Adventures In Running


NBC was DOA in London

Written By: The Hornet - Aug• 15•12

Congratulations to all the athletes who participated in the 2012 Olympic Games.  World records were shattered and the athletic performances from around the world were nothing short of sensational.

I am sure that most, if not all, of you tuned in for as much of the 2012 Olympic games in London as you could watch on NBC.  This was the most successful summer Olympics in history for the United States.  Unfortunately, we were deprived of much of the enjoyment by an incompetent network that failed in its duties from the opening to closing ceremonies and everything in between.  I pray that another network can outbid NBC for the 2016 Olympic Games in Rio because the sheer quantity of blunders would make it nearly impossible to list them all here.  Some complaints have been widespread while others have been voiced by me alone.  Tell me if you agree by voting in the poll below.

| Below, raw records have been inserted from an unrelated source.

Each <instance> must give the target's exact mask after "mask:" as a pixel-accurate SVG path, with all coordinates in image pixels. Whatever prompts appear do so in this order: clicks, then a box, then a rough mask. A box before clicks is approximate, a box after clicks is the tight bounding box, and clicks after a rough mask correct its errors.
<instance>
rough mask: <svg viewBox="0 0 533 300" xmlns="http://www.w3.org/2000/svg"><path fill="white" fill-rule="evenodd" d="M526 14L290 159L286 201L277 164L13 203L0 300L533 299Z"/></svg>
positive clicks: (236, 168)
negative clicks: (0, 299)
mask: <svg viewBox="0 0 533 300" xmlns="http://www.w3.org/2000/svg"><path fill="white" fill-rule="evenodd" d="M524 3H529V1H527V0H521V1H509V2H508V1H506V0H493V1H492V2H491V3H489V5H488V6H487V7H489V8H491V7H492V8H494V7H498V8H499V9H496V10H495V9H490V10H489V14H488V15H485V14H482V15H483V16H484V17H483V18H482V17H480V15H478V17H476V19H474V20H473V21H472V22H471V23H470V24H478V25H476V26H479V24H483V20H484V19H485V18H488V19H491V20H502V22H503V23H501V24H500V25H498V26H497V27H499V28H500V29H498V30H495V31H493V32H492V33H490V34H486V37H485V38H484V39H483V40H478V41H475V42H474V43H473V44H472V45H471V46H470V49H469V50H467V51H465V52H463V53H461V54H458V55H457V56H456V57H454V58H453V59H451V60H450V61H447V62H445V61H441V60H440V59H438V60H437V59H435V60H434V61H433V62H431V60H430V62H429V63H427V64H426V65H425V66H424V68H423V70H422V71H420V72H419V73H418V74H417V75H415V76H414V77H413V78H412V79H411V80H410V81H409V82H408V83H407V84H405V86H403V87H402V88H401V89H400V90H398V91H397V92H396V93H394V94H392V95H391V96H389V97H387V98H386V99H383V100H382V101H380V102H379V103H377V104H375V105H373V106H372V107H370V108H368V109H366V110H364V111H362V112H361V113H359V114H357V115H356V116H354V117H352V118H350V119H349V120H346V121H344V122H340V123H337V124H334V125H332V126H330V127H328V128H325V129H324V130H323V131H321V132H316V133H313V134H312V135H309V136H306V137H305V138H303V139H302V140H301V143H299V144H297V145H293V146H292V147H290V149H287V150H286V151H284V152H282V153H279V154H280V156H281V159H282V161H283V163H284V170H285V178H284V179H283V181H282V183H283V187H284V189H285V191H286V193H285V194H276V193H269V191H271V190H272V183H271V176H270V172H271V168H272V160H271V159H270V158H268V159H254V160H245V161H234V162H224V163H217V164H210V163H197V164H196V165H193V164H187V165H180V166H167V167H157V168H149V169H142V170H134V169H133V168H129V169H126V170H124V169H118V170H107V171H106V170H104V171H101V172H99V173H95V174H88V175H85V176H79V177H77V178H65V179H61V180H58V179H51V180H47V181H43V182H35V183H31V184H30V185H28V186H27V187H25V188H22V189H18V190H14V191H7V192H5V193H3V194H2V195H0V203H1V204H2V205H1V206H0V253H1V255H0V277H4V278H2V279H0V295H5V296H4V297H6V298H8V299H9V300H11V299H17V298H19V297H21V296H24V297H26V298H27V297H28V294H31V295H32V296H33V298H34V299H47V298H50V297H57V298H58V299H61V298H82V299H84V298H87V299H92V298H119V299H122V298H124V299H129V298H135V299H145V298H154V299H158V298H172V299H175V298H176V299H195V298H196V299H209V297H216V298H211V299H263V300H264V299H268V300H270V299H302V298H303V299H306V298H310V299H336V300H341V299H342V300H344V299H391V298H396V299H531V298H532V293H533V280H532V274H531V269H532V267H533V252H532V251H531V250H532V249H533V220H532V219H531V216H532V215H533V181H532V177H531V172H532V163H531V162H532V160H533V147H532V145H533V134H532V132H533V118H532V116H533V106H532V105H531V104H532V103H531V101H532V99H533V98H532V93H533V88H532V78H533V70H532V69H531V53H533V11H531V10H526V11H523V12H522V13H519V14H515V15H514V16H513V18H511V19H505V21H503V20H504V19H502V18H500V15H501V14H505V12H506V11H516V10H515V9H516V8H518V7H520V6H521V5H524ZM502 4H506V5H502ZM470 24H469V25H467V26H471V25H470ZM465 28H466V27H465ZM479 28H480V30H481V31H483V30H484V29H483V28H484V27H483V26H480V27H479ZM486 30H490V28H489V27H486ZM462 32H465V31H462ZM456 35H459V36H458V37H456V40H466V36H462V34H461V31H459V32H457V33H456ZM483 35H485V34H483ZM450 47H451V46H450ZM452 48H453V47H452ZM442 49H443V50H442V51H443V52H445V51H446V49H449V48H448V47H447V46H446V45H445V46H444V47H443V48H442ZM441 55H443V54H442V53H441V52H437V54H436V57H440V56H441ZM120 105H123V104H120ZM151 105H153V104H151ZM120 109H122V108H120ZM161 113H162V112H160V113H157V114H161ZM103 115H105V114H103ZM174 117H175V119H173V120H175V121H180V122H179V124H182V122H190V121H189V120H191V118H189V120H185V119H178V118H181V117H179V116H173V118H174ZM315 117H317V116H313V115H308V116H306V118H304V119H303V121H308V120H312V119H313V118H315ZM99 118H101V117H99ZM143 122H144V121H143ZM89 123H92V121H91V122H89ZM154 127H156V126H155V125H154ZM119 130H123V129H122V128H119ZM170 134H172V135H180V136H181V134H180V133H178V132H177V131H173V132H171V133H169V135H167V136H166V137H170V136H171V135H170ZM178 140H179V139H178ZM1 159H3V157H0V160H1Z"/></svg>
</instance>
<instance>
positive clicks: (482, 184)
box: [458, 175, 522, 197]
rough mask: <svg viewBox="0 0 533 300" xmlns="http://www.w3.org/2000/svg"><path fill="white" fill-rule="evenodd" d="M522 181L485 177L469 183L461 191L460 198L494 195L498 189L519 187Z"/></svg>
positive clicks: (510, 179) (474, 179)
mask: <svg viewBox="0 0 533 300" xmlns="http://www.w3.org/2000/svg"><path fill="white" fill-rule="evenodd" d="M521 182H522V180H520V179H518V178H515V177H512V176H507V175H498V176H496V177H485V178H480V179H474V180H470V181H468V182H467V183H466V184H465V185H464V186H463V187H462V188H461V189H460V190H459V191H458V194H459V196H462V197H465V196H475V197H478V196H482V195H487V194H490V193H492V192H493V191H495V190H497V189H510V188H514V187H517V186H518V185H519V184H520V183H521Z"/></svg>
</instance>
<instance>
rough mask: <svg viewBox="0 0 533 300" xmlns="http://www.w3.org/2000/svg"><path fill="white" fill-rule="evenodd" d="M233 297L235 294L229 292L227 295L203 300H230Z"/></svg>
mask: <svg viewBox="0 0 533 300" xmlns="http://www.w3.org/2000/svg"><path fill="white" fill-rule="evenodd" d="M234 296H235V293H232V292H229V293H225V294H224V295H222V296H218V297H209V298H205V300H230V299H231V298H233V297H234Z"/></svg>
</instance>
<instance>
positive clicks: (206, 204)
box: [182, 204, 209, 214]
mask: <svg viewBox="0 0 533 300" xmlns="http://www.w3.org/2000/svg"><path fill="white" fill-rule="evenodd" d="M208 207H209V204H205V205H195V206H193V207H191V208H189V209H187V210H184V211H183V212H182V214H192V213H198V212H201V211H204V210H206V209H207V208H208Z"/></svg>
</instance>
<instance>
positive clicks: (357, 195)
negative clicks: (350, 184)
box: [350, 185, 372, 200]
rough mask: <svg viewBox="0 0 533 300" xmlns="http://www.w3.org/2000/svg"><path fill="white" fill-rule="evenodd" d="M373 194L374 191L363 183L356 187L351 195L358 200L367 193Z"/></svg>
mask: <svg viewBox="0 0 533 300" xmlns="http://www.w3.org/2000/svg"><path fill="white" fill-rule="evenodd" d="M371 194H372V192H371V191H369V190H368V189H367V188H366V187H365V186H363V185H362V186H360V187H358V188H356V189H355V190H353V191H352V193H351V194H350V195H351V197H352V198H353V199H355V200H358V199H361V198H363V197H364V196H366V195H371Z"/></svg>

  • Right from the beginning in the Opening Ceremony, NBC cut away from a tribute to the victims of the 2005 London bombings to show a pre-recorded interview with Michael Phelps.  When criticized for doing so, their response was condescending and ignorant, “Our programming is tailored for the U.S. audience.”  Get off it NBC, you know as well as I do that you didn’t air that portion because of political motivations.
  • There was a tremendous delay in many of the popular events until very late into the evening.  The weekends were filled with “sports” that I can’t imagine many people would enjoy watching (rhythmic gymnastics) and some important events were not shown live or at all.  If you are a track and field fan (and I am sure you are) the coverage was beyond disappointing. Important track events were taking place but NBC decided it was more important to show the United States woman’s basketball team beating the stuffing out of the French.  I think three or four people watch the WNBA in the U.S., so what makes NBC think we care to watch them in a game that’s not even close?  Triathlon and cycling were not very well represented either.  By the time you were able to sit down and watch the little quality coverage there was, it was likely you already knew what transpired and who won the events.  NBC says that we could have watched everything live on the internet.  Not true!  I am not the only one who had problems getting the page to load during popular events and most of us could not sit in front of our computers at 4:30 am and still make it to our jobs on time.  Jobs we do correctly by the way, unlike NBC.
  • Why was Ryan Seacrest on the Olympics?  Why is Ryan Seacrest on anything at all for that matter?  Did NBC not think that Bob Costas was sufficiently annoying?  Even so, I still must give some credit to Seacrest for not being rude to the athletes as Bob Costas was during his interview with Michael Phelps.
  • Commercials were not planned out well for having events that were taped.  You would think it would not be too difficult to appropriately place your sponsors air time into taped events as they do in their regular programming, but NBC failed at that as well.  This is not the first time I have watched the Olympics folks.  This “coverage” was a chopped up, haphazardly thrown together disaster.  I will not accept the time zone argument that NBC put forth because I remember the 1984 winter Olympics in Sarajevo.  With far less technology, ABC was able to deliver quality coverage from the same part of the world with only 63 total hours versus NBC’s 5538.
  • I don’t know how many of you are familiar with the story of Kellie Wells, the Olympic bronze medal winner in the woman’s 100 meter hurdles.  She had been abused and raped repeatedly at a young age by her step father which drove her to eventually move in with a friend when she was sixteen. One month later she was informed that her mother and her rapist were killed in a car accident.  She now wants to be a role model and inspiration to others who have been victims of sexual abuse, which is truly commendable.  It is a horrific but inspiring story that was conveyed by NBC announcers far too early in the evening for people that may have been watching the games with their younger children. Sorry, but I don’t want to have to explain the concept of rape to little Susie.
  • While the Brits put on an extremely enjoyable closing show from beginning to end……wait.  Where was the end?  The last thing I saw was NBC cut away to their new show “Animal Practice”.  I sat through 30 minutes of the worst television ever broadcast until I decided it was time to either shoot myself or go to sleep.  The hour was late and any hopes of seeing the final celebrations were slim.  From what I understand NBC cut out performances by Ray Davies, The Who and Muse for a craptacular hour of bad jokes and a dressed up monkey.  To think, some moron got paid to make this decision and a bigger moron got money to create the “show”.  Where were the closing fireworks?  Where was the big finale?  If it was even televised, it was far too late for people with responsibilities early the next morning.  If you were one of the real troopers that stayed awake and watched whatever happened after Animal Practice, I applaud you.  
Run for fun and race to place everyone!